The reason they're called Rainbow Tables is because each column uses a different reduction function. If each reduction function was a different color, and you have starting plaintexts at the top and final hashes at the bottom, it would look like a rainbow (a very vertically long and thin one).
By using Rainbow Tables the only problem that remains is that you can never be certain that the chains contain all the desired hashes, to get higher success rates from a given Rainbow Table you have to generate more and more chains, and get diminishing returns.

I hope by explaining the Rainbow Table I haven't made them any less wonderful ...

#### An easy way to improve on the "rainbowcrack" Rainbow Tables implementation

This section probably goes a bit beyond where a layman would be comfortable, but if you're interested in the practical applications of the above theory or have some interest in cryptography read on..

The rainbowcrack application is how most people come to learn about Rainbow Tables, because it is the application which puts the theory above into code. It has been very successful, with many websites dedicated to generating rainbowcrack hash tables and letting users search them.

However there is a pretty clear way this application could be improved, very easily, in the sense that the generated tables would take up a lot less disk space, but be equally as effective for breaking hashes:

Remember above that when you want to generate a certain chain you start from an arbitrary hash. This just means it doesn't matter where you choose to start from. The rainbowcrack application starts from a randomly generated 64-bit number. This number is then used to generate a chain which ultimately ends with a 128-bit hash, which is reduced to another 64-bit number.

Why use a randomly generated number as the starting point? A pseudo-random number generator can generate a fantastic amount of seemingly random numbers from a single input number. Why not make a single random input number, and then store the index of the number which generates the pseudo-random number?

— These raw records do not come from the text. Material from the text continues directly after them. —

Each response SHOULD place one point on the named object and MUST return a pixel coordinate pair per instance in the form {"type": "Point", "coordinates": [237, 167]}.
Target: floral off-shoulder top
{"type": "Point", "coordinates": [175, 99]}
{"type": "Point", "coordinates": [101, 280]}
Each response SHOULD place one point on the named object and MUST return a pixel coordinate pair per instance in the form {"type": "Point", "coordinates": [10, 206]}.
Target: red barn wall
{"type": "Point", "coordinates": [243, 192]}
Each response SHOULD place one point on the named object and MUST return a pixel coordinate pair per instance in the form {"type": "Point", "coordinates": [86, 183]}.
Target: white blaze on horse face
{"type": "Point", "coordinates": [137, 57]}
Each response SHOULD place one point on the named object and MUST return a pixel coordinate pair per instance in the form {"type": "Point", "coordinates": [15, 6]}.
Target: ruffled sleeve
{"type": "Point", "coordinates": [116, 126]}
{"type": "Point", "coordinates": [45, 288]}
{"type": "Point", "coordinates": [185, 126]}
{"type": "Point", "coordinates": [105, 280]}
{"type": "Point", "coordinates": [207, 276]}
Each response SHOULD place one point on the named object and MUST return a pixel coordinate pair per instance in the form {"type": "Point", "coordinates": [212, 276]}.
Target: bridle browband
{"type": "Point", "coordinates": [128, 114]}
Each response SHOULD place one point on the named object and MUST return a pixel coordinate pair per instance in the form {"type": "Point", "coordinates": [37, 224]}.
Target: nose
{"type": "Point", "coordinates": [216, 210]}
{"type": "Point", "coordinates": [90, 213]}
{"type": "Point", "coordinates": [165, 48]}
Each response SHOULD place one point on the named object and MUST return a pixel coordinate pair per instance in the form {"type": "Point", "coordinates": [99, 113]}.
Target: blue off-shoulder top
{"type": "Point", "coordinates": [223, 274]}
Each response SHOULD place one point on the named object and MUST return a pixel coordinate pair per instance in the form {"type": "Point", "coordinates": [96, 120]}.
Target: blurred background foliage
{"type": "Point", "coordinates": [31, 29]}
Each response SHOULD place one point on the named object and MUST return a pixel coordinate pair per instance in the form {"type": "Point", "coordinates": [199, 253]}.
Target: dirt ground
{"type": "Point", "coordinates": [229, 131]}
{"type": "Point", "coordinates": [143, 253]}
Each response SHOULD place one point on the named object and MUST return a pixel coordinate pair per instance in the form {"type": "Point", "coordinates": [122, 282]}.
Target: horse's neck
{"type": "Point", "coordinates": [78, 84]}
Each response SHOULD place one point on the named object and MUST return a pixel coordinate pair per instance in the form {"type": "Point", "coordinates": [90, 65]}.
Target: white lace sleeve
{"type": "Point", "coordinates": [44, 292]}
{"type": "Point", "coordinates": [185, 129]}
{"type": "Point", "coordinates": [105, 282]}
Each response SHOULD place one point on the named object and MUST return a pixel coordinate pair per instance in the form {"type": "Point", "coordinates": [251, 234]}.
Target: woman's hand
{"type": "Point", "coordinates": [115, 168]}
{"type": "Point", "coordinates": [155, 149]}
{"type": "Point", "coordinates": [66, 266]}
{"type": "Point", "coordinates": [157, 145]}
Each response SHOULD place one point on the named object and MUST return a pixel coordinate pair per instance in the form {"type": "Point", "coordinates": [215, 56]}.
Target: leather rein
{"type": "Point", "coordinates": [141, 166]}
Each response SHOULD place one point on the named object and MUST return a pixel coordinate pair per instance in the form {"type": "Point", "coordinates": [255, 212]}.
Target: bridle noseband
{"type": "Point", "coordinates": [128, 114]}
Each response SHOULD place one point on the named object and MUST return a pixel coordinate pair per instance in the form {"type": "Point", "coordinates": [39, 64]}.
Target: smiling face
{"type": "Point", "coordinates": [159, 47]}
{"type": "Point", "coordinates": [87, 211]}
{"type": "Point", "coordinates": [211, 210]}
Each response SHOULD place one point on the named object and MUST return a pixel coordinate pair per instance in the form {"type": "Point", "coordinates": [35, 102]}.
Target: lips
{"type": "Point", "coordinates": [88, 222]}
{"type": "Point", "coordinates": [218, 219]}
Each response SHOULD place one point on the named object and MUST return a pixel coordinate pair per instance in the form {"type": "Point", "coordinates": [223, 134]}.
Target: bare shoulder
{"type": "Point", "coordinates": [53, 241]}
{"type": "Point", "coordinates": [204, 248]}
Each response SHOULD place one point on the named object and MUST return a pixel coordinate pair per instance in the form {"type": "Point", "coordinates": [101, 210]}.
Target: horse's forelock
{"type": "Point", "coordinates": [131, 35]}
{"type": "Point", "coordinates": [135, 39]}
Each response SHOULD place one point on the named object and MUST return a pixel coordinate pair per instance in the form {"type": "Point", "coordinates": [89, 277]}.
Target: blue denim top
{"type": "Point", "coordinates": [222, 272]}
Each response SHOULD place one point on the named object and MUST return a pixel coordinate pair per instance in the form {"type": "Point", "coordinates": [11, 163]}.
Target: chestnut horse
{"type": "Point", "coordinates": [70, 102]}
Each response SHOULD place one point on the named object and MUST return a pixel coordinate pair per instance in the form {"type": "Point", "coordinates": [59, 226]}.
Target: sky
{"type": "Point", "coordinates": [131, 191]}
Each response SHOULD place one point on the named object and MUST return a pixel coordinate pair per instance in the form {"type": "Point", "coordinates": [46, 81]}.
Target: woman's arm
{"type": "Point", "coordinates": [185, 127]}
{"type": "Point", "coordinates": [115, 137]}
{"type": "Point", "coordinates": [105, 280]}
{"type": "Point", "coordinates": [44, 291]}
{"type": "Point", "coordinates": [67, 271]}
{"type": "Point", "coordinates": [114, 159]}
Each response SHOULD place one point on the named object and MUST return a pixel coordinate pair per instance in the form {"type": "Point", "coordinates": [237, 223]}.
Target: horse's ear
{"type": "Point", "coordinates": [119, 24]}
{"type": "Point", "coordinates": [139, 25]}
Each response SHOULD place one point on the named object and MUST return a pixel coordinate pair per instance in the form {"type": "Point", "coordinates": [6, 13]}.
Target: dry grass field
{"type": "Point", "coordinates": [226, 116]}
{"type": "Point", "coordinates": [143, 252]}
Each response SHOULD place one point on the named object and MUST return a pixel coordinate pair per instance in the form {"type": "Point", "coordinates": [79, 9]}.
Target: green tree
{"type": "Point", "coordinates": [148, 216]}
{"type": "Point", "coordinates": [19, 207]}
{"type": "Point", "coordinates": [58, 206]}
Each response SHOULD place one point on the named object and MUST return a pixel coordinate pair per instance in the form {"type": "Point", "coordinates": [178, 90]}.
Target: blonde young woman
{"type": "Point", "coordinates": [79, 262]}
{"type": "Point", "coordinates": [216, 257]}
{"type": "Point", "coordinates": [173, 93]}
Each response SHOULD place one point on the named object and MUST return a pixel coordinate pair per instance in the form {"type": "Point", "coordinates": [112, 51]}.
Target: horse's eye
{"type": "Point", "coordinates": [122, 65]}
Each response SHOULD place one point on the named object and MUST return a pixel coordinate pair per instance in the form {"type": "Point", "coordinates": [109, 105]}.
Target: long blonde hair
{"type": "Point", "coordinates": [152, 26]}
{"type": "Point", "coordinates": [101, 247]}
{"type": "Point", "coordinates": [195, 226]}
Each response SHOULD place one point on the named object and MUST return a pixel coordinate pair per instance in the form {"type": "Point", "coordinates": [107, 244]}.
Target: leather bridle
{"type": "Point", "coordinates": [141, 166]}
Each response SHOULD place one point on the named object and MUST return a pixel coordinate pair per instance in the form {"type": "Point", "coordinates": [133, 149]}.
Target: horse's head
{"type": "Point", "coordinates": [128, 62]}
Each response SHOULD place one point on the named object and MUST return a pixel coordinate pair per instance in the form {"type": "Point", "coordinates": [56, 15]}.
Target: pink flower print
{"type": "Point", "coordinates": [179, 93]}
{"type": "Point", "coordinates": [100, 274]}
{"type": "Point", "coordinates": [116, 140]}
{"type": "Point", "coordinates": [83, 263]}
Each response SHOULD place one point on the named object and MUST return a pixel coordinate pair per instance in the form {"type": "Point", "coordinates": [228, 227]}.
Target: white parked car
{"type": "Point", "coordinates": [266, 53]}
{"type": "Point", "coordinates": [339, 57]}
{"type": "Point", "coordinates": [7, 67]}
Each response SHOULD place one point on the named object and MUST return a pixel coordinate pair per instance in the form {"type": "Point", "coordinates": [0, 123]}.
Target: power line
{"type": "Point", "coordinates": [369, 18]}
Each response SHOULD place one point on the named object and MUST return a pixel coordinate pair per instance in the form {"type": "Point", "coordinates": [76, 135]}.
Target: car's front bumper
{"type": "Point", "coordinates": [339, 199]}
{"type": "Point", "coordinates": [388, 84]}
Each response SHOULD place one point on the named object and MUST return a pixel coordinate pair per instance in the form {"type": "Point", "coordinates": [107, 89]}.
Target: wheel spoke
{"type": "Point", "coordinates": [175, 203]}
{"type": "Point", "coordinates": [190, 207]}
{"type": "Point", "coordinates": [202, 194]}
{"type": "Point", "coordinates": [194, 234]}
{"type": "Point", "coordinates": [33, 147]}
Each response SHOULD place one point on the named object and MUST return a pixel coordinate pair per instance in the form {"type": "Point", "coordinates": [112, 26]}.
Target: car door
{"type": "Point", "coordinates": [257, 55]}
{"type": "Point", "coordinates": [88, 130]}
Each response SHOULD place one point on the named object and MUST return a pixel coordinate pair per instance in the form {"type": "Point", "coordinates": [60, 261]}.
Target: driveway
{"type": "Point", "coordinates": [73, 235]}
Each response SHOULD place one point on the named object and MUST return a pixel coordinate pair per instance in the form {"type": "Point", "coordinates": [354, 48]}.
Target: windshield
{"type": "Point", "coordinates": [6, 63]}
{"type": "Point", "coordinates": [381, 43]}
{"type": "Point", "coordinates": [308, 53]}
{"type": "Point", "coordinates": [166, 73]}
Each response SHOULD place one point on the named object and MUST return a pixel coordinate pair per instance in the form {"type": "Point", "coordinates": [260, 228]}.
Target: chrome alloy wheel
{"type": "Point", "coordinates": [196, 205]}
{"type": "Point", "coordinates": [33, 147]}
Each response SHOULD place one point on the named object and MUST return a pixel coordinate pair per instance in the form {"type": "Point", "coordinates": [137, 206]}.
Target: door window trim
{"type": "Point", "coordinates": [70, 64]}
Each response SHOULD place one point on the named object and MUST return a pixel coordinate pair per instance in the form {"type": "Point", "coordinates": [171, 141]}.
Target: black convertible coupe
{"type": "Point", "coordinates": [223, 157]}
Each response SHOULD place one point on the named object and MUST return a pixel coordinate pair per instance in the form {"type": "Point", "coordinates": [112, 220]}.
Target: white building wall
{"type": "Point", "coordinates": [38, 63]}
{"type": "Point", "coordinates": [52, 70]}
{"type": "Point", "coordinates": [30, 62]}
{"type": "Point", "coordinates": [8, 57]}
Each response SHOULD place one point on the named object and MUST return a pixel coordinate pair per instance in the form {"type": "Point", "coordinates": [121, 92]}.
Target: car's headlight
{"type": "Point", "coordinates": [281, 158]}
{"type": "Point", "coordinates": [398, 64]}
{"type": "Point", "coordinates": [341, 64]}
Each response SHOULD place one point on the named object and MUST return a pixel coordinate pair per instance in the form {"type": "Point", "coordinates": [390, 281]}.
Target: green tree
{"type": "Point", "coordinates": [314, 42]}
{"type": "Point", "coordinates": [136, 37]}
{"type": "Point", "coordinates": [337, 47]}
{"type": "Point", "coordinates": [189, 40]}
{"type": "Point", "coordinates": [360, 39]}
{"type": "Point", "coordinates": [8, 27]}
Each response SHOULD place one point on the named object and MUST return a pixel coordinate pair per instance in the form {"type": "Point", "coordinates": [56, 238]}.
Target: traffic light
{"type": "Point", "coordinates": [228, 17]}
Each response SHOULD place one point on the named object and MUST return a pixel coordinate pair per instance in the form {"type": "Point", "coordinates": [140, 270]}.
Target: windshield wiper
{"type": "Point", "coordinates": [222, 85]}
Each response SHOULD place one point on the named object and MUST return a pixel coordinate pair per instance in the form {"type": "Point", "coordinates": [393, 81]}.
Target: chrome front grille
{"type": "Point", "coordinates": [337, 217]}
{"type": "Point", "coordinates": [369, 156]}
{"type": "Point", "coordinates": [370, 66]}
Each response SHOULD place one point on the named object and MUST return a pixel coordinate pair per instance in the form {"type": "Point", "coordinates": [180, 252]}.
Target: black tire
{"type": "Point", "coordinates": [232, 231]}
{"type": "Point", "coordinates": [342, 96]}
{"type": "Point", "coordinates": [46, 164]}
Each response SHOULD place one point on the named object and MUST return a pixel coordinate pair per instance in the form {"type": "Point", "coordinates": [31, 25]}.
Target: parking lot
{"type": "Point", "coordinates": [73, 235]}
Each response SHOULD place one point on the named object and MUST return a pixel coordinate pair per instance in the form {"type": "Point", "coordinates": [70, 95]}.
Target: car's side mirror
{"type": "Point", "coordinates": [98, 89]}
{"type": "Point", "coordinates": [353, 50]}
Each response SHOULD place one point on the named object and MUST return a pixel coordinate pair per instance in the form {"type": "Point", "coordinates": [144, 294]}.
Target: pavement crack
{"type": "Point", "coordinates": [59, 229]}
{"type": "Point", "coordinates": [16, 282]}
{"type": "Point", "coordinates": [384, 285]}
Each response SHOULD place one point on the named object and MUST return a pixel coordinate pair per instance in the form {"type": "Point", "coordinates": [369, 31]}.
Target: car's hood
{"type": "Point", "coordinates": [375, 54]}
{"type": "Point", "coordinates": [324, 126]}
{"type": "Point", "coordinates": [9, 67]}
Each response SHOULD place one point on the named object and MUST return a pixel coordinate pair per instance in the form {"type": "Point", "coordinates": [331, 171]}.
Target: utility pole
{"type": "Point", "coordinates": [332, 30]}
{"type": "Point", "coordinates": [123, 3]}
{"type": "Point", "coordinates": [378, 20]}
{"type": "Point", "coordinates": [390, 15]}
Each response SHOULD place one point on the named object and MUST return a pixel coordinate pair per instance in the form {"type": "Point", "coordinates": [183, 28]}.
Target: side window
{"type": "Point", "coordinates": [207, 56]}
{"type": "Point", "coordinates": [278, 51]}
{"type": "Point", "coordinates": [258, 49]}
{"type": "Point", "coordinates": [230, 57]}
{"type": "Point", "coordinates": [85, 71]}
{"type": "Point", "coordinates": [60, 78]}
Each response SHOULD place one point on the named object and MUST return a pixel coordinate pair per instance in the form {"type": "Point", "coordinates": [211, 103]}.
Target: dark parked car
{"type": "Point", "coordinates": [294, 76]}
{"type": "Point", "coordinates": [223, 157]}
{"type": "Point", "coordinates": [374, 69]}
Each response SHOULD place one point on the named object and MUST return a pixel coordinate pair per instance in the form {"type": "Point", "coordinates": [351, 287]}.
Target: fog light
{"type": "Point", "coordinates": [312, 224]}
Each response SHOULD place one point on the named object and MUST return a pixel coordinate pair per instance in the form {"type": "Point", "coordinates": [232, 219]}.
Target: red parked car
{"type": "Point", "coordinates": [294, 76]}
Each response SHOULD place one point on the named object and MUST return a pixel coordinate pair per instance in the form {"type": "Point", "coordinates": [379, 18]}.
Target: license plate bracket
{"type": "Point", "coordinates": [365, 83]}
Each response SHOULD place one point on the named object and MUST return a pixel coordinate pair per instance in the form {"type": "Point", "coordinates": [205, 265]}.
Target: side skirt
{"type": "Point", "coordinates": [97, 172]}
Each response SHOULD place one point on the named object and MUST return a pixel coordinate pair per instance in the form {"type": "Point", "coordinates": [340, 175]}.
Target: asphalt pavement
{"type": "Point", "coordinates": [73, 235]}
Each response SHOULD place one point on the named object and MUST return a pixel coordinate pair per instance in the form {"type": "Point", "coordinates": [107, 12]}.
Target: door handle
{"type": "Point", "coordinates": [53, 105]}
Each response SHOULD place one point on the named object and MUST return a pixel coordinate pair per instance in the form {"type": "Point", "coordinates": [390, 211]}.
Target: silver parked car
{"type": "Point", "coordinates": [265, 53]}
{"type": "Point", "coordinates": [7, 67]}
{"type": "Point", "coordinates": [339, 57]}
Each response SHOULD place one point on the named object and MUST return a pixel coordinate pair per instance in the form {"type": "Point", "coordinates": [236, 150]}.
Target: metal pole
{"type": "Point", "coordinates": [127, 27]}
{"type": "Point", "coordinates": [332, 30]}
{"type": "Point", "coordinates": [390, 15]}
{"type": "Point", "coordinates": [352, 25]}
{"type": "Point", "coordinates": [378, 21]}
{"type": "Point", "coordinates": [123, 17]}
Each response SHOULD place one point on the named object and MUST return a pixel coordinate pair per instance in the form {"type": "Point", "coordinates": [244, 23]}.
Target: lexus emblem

So for example a cipher like RC4 is a pseudo-random number generator. Say the single input number (the "seed", as it's called) was 18092398. The first 64-bits the RC4 generates might give a number of "091358029384092", to start the chain off. The second 64-bits might give a number of "123793582983480", to start the second chain off. The third 64-bits might give "1089324083486", for the third chain, and so on potentially for billions of chains.

What is the difference between this and storing a random 64-bit number for each chain, as rainbowcrack does?
Simply that a start-point in a rainbowcrack table must be stored as the randomly generated 64-bit number. A start-point using a random-number generator needs only the single input number (the "seed") and the chain number. So when referring to the third chain in the example above, if you wanted to know the start point of "1089324083486", you would only need to know the "seed" number, and that it was the third 64-bit number generated. That's the number "18092398", and the number "3".
To know the start-point for the fourth chain you only need to know the "seed" ("18092398"), and the number "4".

If you have 2^64 chains (1,844,674,407,370,955,616) then it wouldn't make any difference, but that would be 4194304 terrabytes, far larger than any Rainbow Table ever generated. For a more realistic rainbow table with, say, 2^28 (268,435,456) chains you would only need a 28-bit number instead of storing a 64-bit number, as rainbowcrack currently does.
That's an improvement from (64-bit+64-bit) per chain to (28-bit+64-bit) per chain, plus a single 64-bit "seed" number per table. When you're talking about millions of chains that's a very significant reduction of data for the same hash-breaking ability.

In this example a rainbowcrack table would be 2^28 * ( 64-bit random start number + 64-bit chain-end number) (4096 MB).
Using a pseudo-random number generator the table would be 2^28 * ( 28-bit non-random start number + 64-bit chain-end number) + 64-bit "seed" number (3264 MB)

When you scale that difference up to the huge sizes rainbowcrack tables can reach the savings become massive, and you end up with whole hard-disk arrays of randomly-generated chain-start number data that is pure waste, not to mention the bandwidth used moving the data around.
A huge waste considering the trivial code changes.